Step 1. Figure out if you are male or female… easy enough. Onward!
Step 2. Let’s assess your activity level (be honest here guys, this is very important).
- Little to no exercise. (1.2)
- Light exercise (We will say maybe 1-3 times a week). (1.375)
- Moderate exercise (Here we are looking at 3-5 times a week). (1.55)
- Heavy exercise (You are most likely an athlete of some type, you train 6-7 days a week). (1.725)
- Heavier…? exercise. We’ll call it Extreme exercise (This is basically describing a professional athlete. Training twice a day, extreme weight training or maybe down the “marathoner” road where you run many miles per week). (1.9)
Ok choose one and write the number following it down. (For example, little to no exercise = 1.2)
Step 3. What is your current fitness goal?
- Maintain your current weight (0)
- Decrease your current weight (-500)
- increase your current weight (500)
Take the number to the right of your answer and jot that down.
Step 4. Time for the math. Now I want to give credit where credit is due. This calculation is call the Harris-Benedict equation. It is used to estimate your BMR or basal metabolic rate and also your daily kilocalorie requirements. I bet you guessed it, but the equation is named after its creators James Arthur Harris and Francis Gano Benedict. I would go on about the history behind it, but that won’t help you much on your fitness journey soooo
let’s get back to it!
BMR = (10 x weight in kg) + (6.25 x height in cm) – (5 x age in years) – 161 then take the result and multiply it by your activity number from above
Now remember, each pound is 0.4536 kgs. So just take your weight in pounds and multiply it by 0.4536 and plug that in. If you are also itching your head due to the height in centimeters, just remember that each foot is 30.48 cm and each inch is 2.54 cm.
Now for men
BMR = (10 x weight in kg) + (6.25 x height in cm) – (5 x age in years) + 5 then take the result and multiply it by your activity number from above
So let’s figure this out. I’ll go through the equation for myself and you follow along
Well I’m a male. I’m 192lbs. or 87.09 kilograms. I’m 5’10” or 177.8 centimeters and I’m 25 years old. I also train 5 times a week so I fall into the moderate activity level (1.55).
Here is the equation with my information
BMR = ((10 x 87.09) + (6.25 x 177.8) – (5 x 25) +5)*1.55 = 2886.3325 so 2886.
So this is saying that if I consume 2886 calories per day I will maintain my weight of 192lbs. even if I train 5 times per week. So now step 3 comes into play. Take the number that accompanied your choice and add it to the final.
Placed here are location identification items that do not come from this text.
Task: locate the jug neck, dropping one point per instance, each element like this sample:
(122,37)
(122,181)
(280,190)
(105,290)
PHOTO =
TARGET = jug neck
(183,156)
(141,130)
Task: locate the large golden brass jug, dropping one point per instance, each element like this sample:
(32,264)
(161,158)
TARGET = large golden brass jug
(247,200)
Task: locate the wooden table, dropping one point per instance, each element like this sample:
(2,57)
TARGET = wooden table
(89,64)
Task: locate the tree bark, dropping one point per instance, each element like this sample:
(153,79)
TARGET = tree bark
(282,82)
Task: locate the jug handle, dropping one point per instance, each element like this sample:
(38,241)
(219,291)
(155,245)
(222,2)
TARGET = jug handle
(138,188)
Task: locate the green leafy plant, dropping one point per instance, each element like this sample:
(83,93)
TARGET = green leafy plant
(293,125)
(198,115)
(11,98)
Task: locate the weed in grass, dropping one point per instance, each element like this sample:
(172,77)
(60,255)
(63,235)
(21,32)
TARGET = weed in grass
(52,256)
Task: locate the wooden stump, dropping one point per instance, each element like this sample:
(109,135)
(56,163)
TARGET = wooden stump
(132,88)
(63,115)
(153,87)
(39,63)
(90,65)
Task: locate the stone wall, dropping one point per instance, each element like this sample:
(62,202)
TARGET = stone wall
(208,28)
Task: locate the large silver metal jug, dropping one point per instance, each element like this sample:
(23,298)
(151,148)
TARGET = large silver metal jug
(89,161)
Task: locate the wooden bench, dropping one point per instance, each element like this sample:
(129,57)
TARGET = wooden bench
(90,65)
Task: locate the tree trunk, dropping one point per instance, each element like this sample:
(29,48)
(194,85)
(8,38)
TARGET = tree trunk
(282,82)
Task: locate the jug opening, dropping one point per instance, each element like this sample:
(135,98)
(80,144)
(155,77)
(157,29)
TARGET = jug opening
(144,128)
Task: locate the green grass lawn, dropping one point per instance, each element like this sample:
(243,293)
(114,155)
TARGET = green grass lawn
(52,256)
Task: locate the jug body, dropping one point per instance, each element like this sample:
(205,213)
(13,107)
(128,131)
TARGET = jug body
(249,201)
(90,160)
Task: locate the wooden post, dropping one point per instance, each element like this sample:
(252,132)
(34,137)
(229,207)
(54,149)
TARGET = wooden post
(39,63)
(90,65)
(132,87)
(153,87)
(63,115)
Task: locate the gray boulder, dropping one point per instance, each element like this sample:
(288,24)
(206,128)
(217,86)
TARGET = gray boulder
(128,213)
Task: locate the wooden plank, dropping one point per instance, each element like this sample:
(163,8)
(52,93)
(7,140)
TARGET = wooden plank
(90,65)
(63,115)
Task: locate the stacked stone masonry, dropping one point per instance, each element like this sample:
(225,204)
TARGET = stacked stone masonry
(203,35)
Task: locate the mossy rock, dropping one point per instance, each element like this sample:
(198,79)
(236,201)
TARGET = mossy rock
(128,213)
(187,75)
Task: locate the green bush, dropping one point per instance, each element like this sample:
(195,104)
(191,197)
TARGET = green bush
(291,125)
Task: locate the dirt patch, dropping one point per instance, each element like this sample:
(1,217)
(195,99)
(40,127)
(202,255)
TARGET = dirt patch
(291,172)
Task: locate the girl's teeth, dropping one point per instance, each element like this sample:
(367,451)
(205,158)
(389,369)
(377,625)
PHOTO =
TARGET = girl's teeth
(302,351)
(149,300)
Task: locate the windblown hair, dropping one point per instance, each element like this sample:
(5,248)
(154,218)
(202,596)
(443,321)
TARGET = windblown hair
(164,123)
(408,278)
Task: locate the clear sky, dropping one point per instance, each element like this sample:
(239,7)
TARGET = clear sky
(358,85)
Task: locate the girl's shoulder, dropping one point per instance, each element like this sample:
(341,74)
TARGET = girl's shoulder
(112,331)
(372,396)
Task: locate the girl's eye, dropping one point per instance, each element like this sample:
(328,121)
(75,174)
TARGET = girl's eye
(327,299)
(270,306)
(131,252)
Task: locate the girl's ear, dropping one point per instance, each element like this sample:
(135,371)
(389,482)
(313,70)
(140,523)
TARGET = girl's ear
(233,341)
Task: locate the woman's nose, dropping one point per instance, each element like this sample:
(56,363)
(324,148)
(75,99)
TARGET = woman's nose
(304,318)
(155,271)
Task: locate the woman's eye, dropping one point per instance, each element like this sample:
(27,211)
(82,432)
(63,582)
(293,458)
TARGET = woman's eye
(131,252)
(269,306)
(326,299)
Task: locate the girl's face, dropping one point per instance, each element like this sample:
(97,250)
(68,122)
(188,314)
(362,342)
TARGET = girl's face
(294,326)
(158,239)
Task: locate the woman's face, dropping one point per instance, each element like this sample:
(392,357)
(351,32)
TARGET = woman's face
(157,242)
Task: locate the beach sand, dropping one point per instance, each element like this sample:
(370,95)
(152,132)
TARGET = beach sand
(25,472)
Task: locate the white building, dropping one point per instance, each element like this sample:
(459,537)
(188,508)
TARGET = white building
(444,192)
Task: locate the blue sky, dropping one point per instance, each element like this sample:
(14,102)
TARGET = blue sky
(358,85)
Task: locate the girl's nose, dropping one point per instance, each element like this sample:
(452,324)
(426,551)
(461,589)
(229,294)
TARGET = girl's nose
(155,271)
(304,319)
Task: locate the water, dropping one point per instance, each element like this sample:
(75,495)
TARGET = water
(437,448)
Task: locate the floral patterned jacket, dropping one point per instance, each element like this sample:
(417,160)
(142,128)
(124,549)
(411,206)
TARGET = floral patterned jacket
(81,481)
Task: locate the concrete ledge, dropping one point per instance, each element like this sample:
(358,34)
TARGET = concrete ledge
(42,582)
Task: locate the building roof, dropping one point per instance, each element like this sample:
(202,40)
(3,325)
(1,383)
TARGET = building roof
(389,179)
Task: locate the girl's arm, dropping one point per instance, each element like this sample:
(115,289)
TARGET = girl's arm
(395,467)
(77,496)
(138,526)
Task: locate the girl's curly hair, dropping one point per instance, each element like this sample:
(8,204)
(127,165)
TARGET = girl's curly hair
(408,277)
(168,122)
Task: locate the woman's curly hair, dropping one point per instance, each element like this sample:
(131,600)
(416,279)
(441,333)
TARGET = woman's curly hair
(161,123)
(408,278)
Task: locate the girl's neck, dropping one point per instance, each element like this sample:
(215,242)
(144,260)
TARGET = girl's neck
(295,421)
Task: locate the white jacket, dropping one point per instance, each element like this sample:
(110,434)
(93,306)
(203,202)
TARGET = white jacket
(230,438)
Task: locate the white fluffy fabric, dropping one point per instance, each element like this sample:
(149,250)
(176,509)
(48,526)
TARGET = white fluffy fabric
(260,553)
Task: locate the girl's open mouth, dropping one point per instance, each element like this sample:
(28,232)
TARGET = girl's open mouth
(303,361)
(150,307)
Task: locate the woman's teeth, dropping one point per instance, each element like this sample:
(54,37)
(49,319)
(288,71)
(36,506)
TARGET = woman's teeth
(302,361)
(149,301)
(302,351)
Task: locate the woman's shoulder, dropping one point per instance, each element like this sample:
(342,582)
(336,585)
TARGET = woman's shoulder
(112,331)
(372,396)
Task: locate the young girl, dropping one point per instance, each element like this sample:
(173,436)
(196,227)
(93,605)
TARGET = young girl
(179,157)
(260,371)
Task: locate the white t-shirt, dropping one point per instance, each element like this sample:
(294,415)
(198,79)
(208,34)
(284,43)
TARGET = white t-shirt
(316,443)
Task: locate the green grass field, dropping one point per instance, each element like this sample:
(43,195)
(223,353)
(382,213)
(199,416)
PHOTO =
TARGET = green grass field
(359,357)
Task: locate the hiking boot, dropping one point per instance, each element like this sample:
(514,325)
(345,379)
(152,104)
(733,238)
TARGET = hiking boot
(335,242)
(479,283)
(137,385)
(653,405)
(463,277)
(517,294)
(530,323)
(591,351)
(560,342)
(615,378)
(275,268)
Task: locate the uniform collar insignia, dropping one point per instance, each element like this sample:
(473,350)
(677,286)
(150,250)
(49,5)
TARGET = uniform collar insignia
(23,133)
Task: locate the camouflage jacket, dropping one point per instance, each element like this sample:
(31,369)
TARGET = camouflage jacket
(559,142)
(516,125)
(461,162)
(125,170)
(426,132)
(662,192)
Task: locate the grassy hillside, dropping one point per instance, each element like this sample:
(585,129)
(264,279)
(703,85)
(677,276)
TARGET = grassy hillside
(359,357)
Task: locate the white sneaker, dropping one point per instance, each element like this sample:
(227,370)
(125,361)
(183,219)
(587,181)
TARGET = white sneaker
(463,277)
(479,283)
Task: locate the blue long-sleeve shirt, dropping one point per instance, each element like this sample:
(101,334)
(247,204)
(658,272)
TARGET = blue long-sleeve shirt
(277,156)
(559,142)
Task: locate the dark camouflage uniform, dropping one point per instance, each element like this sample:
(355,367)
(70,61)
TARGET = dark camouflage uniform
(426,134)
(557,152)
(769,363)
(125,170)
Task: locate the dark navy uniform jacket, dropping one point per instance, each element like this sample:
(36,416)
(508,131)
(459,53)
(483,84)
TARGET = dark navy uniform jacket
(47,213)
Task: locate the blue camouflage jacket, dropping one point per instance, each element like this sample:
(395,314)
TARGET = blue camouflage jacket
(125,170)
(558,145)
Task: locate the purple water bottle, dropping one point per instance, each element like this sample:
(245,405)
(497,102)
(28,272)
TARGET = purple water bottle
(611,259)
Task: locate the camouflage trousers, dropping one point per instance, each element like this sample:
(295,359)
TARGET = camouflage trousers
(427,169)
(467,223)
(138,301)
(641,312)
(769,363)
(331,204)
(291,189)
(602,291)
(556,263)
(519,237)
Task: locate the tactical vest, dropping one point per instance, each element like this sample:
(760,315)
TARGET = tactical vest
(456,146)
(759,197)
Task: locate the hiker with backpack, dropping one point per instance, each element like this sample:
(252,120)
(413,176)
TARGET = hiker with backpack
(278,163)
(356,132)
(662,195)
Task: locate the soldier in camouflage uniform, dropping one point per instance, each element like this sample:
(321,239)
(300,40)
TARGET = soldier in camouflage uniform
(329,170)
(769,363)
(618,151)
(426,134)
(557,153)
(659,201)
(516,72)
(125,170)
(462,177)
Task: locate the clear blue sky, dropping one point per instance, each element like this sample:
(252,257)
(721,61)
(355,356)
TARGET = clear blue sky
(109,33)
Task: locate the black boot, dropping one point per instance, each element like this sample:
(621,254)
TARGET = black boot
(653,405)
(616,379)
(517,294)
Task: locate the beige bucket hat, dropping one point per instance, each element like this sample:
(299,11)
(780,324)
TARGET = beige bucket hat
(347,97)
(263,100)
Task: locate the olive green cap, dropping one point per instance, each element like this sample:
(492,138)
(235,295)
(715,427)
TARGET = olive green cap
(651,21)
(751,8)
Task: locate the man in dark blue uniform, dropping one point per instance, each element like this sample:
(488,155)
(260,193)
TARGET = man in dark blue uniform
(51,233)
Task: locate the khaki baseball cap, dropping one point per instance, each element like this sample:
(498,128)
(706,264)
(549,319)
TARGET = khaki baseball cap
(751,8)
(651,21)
So let’s say I was looking to lose weight. I’d simply add the -500 (subtract 500 in other terms).
2886 – 500 = 2386
So why 500?
Most people will say that you use 500 calories because if you were to decrease or increase your daily intake by 500 calories you would have a net decrease or increase of 3500 per week or what was once thought to be equivalent to one pound of weight.
This isn’t true, but it is still a good guideline.
Both weight gain and weight loss should be slow and gradual. This will maintain your muscle mass as you decrease weight and slow your fat accumulation as you gain muscle mass.
Just a side note. You’ll need to figure out your daily requirement multiple times as you gain or lose weight. Give it a couple months and then plug in your new numbers and go from there.
So now you know just how many calories you actually need!